Thursday, May 22, 2008

Summit Fire Info 5/22/08

An update on the Summit fire from my (personal!) perspective.

Please note that I am not allowed to speak for CALFIRE or Santa Cruz County Fire. (Those who know me well know that I am lucky to speak for myself, let alone anyone else.)

Oh, and some of this may be repetitive for some of you. I apologize, but I'm sending this info to a lot of people, and rather than write it all up several times, I figured I'd just do it once.

Anyway, here's what has happened to me so far as a result of this fire:

  • 5:30am 5/22 - Pager goes off calling the local paid engine out of county to (what turns out to be) this fire.
  • 5:45am 5/22 - Pager goes off requesting my department's water tender. I get up and head to the station where it is kept, but I'm not the first one there and it only seats two. Once the driver arrives, there's no room for me, so I go home. But I see the smoke and the wind is howling, so I know this isn't good.
  • 9am 5/22 - Go to the LPVFR main station. I'm expecting to get sent somewhere, but we aren't. Hang out for a while, do some equipment checkout, etc. We get the word that things are easing off a bit, so we staff down and I head home at about noon. Of course, that's too good to last...
  • 1:20pm - Listening to the pager for the last hour has been crazy. Various other fires are starting up in oddball places - none near us, but we could get paged out to any of them at any time because so much equipment is in use at the big fire. So in desperation I headed back to the station. At about this time one of our engines is sent to one of these smaller fires well away from us. (Yet another reason to go to the station... we need to cover it now that three more of our people have left.)
  • 5pm - My only call so far. A tree limb into wires on a local road. Nothing we can do except ask for PG&E to come fix it, so we head back to the station
  • 7:30pm - Winds have died down and things are clearly calmer now. A new cover crew is in place at the local paid station, so our department stands down and those of us that haven't gone to one of the incidents are released to go home.
And now I'm typing this blog post up.

For those who are curious about the incident itself and the associated statistics, the official source (updated several times a day until it's all over) can be found here:

In addition, you can see some pictures taken by my department chief here:

Our home is 7 or 8 miles west of the fire, and so far the fire has been burning basically south. Thus, while I'm sure it has gotten a bit closer to our house, it's still a very long way away. If the winds stay calm now, the dozers will scrape a super highway around it all tomorrow and that will stop it's advance.

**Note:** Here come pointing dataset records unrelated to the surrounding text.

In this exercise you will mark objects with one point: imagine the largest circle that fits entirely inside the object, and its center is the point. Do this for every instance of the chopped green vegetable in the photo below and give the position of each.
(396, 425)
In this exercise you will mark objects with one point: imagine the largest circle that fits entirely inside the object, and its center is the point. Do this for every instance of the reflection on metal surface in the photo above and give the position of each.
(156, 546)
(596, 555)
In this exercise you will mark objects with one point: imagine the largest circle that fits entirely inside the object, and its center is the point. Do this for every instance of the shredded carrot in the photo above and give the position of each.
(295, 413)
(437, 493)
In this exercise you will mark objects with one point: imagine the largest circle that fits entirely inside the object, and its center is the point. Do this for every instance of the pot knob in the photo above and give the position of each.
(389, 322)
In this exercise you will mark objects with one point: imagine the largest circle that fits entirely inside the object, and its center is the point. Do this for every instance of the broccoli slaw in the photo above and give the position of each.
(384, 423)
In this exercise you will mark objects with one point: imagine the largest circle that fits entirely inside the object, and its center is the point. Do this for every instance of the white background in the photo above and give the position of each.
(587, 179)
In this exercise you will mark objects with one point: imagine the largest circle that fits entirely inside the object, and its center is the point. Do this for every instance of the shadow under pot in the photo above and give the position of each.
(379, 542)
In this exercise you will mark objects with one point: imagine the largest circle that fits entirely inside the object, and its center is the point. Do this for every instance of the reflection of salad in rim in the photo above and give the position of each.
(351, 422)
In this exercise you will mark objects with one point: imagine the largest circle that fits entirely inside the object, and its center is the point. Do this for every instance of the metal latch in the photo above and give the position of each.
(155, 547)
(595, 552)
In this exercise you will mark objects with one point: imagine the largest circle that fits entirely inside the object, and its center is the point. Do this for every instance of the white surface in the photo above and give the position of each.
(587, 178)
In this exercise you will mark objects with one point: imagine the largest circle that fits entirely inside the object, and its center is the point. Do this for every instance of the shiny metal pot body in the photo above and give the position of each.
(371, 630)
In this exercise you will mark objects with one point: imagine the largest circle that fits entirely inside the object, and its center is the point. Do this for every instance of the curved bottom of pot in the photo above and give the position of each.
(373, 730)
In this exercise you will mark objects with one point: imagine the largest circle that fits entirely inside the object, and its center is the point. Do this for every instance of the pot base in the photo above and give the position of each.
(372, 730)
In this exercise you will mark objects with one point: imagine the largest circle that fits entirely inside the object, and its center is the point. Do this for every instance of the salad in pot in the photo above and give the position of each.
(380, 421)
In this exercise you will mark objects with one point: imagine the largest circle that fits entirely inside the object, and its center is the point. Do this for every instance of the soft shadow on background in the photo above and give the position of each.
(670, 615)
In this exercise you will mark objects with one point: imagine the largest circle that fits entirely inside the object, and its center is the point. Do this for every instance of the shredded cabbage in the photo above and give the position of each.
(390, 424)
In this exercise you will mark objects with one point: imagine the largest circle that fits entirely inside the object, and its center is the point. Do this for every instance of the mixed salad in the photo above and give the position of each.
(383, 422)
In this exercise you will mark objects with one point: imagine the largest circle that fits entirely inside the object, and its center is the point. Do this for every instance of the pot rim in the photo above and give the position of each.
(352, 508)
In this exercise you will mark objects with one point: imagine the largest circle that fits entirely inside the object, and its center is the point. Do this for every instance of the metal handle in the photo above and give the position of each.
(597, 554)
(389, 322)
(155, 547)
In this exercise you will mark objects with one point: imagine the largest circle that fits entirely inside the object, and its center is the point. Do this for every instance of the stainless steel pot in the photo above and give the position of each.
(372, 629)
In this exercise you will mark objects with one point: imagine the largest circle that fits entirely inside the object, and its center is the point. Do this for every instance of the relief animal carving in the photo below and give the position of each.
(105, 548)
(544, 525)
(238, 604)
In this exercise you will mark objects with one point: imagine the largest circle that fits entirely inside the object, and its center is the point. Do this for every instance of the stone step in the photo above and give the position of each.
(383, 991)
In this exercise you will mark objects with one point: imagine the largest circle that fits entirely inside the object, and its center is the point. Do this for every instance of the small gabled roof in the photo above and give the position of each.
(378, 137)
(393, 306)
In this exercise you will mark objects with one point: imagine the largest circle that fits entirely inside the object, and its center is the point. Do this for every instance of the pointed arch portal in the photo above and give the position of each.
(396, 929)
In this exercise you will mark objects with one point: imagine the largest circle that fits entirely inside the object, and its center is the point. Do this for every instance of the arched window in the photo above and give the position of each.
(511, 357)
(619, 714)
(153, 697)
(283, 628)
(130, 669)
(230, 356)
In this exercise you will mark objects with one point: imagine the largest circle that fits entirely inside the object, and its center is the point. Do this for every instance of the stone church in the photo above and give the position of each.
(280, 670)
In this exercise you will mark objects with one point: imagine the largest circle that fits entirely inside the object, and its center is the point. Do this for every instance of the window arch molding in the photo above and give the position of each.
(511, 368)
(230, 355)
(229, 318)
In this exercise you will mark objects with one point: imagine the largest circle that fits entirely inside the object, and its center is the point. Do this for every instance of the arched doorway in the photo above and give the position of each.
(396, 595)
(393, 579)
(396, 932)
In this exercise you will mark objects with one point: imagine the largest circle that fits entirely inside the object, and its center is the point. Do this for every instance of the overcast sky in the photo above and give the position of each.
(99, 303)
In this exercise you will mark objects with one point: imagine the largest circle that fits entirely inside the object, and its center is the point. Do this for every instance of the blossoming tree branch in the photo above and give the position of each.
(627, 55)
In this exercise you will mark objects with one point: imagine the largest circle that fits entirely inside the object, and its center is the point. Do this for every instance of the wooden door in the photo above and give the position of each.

Anne and I have had offers of help from many of you, and we thank you for your thoughtfulness. Right now we have no need to evacuate, and correspondingly we have no need to stay elsewhere. Should that come to pass, rest assured we'll take someone up on their offer, and we will be most appreciative. However, for the moment, I think we're safe. And it is my suspicion that we'll be just fine tomorrow as well.

What worries more than anything else is the size and scope of this fire in May. If it as August or September I wouldn't be surprised. I've said it looks like it could be a bad fire season, and this only reinforces that thought. For those who live in our area, please be sure to get your property cleaned up as required by the 100' clearance law. If you don't know what that means let me know and I'll get you more information.

Things are heating up, and we may see more events like this. Please be careful, do what you need to prepare and stay safe!

All the best, and thanks again for your offers of help, lodging, and/or support. Anne and I are very lucky to know so many good people!